Blog
Why is inequality in South Africa higher than in Germany?

Explaining income distributions with ‘decompositions’

The understanding of inequality requires the analysis of changes in income distributions across countries and over time as well as the identification of its drivers. To achieve this we use different statistical tools to identify the distributional patterns and summarize the results using inequality indices. The use of decomposition analysis has been particularly popular in the field for the purpose of identifying strong statistical associations, even if the identification of causality is complex in this context.

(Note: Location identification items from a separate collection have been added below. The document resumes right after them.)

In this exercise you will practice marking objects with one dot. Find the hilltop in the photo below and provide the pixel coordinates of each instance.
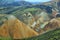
(16, 29)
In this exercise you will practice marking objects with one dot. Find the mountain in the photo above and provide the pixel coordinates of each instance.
(15, 29)
(51, 35)
(14, 3)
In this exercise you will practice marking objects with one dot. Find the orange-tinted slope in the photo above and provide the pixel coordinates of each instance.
(16, 29)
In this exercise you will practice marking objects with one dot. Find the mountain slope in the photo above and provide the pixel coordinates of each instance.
(51, 35)
(16, 29)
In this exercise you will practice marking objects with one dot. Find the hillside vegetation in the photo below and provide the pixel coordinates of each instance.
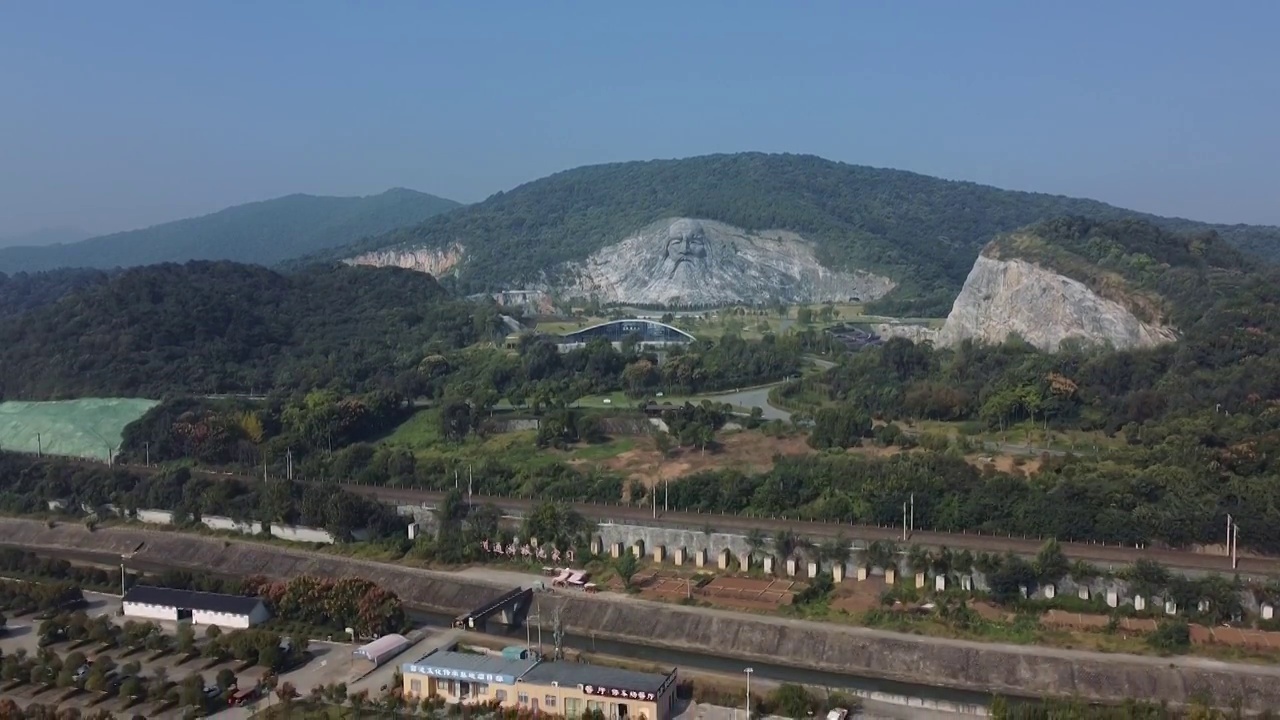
(27, 291)
(263, 232)
(223, 327)
(923, 232)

There are at least three different types of common inequality decompositions: by population groups, by income sources, and regression-based decompositions.

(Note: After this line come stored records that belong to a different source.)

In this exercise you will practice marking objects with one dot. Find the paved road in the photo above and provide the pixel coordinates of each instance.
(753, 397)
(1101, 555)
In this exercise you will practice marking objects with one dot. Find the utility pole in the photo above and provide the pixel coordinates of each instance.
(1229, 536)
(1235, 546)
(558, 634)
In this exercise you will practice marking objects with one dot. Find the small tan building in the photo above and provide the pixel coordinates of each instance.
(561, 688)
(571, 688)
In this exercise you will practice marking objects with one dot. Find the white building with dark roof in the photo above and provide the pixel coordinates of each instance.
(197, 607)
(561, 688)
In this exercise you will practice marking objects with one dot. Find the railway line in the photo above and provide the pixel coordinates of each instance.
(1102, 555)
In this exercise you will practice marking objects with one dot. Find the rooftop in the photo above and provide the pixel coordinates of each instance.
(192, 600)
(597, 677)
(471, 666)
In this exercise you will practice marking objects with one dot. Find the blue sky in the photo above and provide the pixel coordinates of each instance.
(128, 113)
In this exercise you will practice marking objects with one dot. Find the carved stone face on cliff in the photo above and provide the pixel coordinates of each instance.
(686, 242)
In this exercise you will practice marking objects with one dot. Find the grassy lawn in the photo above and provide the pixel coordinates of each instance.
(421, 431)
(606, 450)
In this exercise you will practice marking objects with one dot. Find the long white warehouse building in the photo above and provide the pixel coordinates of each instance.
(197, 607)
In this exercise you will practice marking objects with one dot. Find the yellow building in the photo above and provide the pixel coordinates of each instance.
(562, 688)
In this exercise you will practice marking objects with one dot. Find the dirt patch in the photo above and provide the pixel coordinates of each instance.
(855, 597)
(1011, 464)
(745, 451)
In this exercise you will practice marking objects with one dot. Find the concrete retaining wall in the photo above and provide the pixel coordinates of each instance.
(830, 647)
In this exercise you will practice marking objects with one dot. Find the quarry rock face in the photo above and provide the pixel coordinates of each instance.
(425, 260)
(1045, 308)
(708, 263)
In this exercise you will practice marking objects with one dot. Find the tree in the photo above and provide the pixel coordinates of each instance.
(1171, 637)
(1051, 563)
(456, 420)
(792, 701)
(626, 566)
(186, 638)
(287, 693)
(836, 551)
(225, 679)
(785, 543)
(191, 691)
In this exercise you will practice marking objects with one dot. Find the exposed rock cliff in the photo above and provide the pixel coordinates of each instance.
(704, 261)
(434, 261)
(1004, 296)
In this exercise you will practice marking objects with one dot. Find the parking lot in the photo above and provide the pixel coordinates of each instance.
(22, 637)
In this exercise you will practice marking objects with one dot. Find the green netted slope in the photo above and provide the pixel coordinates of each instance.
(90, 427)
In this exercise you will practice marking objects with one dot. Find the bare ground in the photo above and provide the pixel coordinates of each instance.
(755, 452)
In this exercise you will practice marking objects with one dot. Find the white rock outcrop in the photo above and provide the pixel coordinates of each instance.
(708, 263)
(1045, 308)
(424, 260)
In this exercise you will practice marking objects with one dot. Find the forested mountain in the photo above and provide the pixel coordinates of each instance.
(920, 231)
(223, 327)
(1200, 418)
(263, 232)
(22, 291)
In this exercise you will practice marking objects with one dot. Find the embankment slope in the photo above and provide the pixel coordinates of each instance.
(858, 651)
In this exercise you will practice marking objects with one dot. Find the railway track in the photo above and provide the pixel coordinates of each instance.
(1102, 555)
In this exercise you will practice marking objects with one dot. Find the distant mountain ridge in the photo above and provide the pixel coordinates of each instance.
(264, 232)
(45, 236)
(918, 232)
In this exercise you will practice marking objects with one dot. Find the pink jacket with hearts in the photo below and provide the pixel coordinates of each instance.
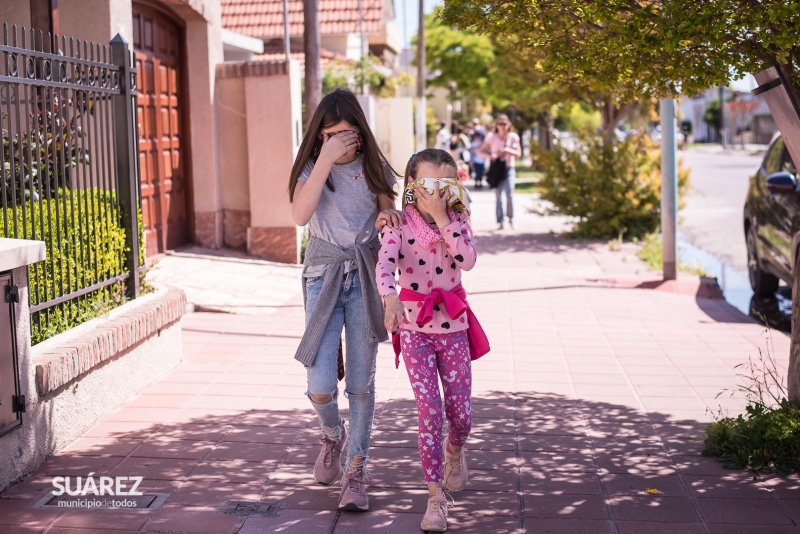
(426, 259)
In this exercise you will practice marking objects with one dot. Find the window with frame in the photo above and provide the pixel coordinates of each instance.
(773, 161)
(788, 163)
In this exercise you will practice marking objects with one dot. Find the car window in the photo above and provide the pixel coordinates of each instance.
(788, 164)
(772, 163)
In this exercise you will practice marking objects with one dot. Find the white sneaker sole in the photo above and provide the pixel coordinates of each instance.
(433, 528)
(353, 507)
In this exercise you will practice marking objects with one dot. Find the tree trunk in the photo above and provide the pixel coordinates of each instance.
(545, 122)
(311, 49)
(793, 378)
(608, 119)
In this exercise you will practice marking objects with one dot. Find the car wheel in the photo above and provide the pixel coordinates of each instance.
(761, 282)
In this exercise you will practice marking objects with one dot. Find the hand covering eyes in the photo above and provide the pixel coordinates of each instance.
(359, 139)
(457, 195)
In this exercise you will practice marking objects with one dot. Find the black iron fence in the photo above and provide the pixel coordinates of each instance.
(69, 172)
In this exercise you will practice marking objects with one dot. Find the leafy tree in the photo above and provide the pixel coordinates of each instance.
(621, 51)
(632, 49)
(460, 56)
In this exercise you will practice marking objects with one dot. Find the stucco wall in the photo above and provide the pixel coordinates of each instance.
(15, 12)
(231, 111)
(394, 130)
(96, 20)
(54, 420)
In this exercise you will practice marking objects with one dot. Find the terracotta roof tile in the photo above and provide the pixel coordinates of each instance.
(263, 19)
(274, 51)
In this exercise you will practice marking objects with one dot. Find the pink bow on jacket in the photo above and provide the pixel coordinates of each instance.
(455, 303)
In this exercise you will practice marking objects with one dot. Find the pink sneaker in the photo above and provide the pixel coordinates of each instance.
(354, 493)
(455, 470)
(328, 466)
(435, 518)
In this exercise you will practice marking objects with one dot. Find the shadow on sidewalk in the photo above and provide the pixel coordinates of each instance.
(501, 243)
(537, 461)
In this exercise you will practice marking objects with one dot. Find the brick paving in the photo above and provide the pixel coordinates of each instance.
(595, 390)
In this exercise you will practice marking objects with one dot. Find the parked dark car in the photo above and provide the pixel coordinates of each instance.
(772, 220)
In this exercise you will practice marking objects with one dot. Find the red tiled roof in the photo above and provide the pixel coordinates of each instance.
(274, 51)
(263, 19)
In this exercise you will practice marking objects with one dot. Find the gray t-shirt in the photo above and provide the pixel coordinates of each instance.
(346, 216)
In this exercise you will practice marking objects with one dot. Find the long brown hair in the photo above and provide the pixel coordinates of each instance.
(435, 156)
(337, 106)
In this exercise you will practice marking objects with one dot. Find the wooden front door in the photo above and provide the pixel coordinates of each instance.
(158, 43)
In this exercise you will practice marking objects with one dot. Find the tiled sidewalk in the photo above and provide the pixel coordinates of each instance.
(592, 394)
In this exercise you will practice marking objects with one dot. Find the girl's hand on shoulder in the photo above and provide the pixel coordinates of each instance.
(389, 217)
(335, 147)
(395, 314)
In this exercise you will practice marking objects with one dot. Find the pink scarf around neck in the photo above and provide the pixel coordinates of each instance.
(426, 235)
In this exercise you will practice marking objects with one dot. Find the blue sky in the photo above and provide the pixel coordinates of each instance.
(407, 16)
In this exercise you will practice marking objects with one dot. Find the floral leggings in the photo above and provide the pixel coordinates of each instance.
(428, 356)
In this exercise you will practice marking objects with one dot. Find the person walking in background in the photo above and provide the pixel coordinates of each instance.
(443, 137)
(503, 145)
(478, 162)
(339, 182)
(435, 330)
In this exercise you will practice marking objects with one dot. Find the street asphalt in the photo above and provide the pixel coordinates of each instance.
(712, 217)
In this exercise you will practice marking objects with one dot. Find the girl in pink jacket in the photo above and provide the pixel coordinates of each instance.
(433, 327)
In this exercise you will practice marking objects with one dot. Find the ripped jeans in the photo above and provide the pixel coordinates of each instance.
(360, 355)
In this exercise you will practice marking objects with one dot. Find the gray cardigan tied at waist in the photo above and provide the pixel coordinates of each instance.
(321, 252)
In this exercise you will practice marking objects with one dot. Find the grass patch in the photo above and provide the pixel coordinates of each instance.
(651, 253)
(767, 436)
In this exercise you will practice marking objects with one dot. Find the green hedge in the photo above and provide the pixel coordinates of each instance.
(612, 187)
(89, 249)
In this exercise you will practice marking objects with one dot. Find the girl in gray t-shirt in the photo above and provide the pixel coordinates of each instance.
(339, 185)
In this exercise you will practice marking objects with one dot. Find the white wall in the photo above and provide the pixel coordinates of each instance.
(394, 129)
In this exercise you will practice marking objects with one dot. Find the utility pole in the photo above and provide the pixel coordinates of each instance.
(669, 189)
(311, 46)
(421, 104)
(722, 117)
(364, 47)
(286, 30)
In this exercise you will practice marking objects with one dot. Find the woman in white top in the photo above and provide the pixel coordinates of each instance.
(503, 143)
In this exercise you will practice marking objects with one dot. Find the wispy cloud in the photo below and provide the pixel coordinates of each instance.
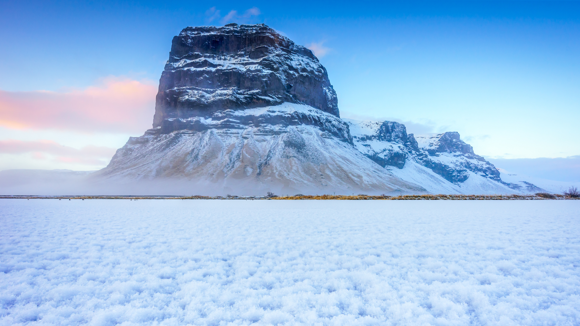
(213, 14)
(116, 105)
(51, 150)
(319, 49)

In this article, I will use a practical case and combine these different approaches that are usually investigated independently, based on the methods proposed in Gradín (2018, 2019), where they are explained in more detail. I will use data from the Luxembourg Income Study (LIS). Inequality will be measured for disposable income per equivalent adult.¹I will focus on two indices that have the right properties, the Mean Log Deviation (MLD) and the Gini index.²I will compare inequality in one highly unequal country (South Africa, 2012) and in one low-inequality country (Germany, 2013).

Indeed, South Africa is the country with the highest level of income inequality in LIS, while Germany has one of the lowest levels among the largest economies. Inequality in South Africa is higher than in Germany as shown in Figure 1, with the gap being 0.316 (Gini) and 0.560 (MLD).

The aim is to shed some light on the role in driving the cross-country gap in income inequality played by i) a head’s attained education,³probably the most relevant socioeconomic characteristic, and ii) two incomes sources (net of direct taxes): ‘market income’, broadly defined here as incomes derived mainly from labor, old-age pensions and capital, and ‘public social benefits’ (other than pensions).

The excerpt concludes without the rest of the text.